公共交通機関を利用するときに気をつけていることは?

自宅から、私の実家までは車で片道3〜4時間ほどかかります。
車で帰るときはまだ良いのですが、たまに高速バスを利用することもあります。

Pを連れて公共の乗り物、しかも、乗車時間が長く、自由に途中下車ができない高速バスに乗るのは、トイレの問題や、癇癪や奇声の問題などがあり、かなりハードルが高いです。

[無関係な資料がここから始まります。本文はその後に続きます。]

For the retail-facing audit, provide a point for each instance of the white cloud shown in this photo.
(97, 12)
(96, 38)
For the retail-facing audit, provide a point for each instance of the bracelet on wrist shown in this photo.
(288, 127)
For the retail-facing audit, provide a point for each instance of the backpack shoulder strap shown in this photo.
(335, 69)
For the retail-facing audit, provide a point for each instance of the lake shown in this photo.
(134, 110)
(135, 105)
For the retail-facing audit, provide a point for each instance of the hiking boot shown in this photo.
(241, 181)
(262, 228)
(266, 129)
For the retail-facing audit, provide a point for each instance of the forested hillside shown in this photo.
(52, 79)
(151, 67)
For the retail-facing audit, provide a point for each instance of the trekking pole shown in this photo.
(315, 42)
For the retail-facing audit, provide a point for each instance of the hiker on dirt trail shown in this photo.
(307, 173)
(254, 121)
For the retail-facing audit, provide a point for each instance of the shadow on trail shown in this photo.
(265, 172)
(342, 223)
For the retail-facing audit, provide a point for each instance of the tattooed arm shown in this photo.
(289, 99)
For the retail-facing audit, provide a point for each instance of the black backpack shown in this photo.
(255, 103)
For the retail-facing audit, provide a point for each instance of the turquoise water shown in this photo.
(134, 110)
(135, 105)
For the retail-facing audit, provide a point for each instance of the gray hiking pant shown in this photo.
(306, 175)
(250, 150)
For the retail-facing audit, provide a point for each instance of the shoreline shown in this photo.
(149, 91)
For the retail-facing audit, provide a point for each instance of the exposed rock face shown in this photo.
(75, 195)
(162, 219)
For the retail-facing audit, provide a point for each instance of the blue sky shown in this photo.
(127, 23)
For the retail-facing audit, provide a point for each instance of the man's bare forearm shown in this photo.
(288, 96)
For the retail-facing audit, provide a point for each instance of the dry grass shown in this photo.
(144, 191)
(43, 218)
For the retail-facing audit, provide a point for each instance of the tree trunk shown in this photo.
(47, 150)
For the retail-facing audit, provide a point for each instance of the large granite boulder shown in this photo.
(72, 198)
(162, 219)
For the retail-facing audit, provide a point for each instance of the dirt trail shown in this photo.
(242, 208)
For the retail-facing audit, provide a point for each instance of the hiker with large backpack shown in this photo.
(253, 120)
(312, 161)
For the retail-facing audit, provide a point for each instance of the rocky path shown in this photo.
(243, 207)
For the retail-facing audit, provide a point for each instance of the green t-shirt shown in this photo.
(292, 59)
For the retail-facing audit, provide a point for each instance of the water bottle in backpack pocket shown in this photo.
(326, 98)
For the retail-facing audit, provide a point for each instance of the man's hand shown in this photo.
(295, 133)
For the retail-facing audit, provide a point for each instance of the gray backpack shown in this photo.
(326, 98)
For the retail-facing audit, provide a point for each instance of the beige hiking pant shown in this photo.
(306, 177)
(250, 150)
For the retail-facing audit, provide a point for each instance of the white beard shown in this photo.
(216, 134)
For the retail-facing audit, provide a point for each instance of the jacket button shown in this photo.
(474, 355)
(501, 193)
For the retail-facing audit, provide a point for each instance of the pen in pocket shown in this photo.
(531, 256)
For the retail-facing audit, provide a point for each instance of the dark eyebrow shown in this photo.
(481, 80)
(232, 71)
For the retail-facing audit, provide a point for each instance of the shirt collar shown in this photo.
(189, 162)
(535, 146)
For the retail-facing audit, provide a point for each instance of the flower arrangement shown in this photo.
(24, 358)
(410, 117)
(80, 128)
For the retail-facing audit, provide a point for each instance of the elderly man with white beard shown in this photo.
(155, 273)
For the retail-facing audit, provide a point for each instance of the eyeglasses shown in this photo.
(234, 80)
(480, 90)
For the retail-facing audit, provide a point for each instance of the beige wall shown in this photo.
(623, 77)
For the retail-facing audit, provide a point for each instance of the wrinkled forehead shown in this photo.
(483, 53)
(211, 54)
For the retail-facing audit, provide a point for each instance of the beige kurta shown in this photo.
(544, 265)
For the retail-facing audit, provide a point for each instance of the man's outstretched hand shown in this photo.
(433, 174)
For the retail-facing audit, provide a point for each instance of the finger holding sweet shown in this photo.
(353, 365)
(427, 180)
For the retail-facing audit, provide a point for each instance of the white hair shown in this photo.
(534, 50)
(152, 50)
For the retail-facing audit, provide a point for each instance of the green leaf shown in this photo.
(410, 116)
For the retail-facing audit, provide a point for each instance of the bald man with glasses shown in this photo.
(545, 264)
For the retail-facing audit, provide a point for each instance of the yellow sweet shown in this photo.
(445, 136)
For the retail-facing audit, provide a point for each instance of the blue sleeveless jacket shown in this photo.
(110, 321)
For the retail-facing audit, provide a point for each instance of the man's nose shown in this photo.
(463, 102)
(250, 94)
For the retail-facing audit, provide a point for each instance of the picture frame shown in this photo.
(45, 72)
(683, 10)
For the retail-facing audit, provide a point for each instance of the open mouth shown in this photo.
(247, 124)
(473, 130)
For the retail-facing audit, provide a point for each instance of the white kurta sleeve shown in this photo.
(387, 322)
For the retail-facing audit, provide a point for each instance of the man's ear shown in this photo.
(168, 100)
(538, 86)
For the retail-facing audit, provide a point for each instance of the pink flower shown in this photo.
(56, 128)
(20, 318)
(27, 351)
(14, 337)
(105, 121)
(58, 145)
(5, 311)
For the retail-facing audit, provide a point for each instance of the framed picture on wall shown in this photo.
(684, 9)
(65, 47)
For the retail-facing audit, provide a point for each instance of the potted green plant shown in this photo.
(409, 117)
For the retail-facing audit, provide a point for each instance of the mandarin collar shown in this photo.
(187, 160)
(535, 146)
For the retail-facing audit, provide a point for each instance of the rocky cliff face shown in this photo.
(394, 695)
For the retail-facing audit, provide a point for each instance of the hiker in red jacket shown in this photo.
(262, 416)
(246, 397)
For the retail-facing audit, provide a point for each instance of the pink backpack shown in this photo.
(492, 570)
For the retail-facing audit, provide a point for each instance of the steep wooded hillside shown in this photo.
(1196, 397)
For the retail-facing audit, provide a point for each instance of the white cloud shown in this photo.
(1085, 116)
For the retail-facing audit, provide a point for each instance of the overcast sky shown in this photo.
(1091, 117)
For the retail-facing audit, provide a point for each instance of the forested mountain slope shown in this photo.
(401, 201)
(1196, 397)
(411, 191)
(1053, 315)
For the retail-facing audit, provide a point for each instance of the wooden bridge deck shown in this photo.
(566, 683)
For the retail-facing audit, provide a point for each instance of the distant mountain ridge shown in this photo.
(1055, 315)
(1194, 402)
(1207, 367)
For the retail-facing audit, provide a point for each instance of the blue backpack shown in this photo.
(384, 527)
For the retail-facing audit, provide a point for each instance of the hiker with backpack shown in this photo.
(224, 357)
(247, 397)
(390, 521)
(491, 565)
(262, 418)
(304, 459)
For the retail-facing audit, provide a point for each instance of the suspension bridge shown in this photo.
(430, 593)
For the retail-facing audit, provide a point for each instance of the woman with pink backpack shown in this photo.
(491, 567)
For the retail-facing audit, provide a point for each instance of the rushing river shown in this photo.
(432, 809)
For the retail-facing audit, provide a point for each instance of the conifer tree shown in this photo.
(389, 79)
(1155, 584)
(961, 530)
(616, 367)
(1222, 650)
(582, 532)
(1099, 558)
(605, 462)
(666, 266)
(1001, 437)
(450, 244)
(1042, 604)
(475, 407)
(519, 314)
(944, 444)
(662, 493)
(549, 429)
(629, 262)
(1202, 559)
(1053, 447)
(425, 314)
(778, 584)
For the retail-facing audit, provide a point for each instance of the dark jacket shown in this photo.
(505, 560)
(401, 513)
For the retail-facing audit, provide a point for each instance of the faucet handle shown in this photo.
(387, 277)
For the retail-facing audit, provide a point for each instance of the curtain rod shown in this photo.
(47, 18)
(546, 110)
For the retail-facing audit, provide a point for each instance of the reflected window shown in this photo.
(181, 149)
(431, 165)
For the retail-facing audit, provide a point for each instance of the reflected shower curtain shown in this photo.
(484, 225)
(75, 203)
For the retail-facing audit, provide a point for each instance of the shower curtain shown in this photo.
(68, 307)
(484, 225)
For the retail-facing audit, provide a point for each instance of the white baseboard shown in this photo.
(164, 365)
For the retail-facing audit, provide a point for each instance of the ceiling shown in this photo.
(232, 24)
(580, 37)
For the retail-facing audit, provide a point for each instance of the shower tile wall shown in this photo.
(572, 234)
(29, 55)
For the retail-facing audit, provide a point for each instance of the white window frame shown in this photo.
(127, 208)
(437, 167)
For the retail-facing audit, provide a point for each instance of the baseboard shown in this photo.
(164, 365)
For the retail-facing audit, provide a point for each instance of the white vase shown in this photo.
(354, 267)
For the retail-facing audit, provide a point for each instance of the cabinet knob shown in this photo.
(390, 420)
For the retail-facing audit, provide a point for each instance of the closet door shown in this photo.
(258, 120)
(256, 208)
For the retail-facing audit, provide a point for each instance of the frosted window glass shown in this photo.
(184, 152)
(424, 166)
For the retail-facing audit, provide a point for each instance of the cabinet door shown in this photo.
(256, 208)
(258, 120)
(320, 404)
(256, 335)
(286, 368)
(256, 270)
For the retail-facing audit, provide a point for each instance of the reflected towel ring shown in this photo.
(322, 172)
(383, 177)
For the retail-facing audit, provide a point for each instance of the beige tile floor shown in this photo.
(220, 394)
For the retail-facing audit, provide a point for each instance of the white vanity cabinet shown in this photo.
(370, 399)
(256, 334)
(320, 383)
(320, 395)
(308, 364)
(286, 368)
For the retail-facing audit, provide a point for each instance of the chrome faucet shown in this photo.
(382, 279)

トイレの問題については、突然行きたがることもあるので、小さいころは無理をせずにおむつを履かせ、大きくなった今はバスにトイレがついているか?を必ずバス会社に尋ねています。また、癇癪や奇声の問題については、とっておきのお菓子や玩具などを私の鞄の中に潜ませておいて、いざというときにはそれらを出して、Pの気を紛らわすようにしていました。P自身の経験のため、慣れるためにもできるだけバスでの帰省に挑戦しています。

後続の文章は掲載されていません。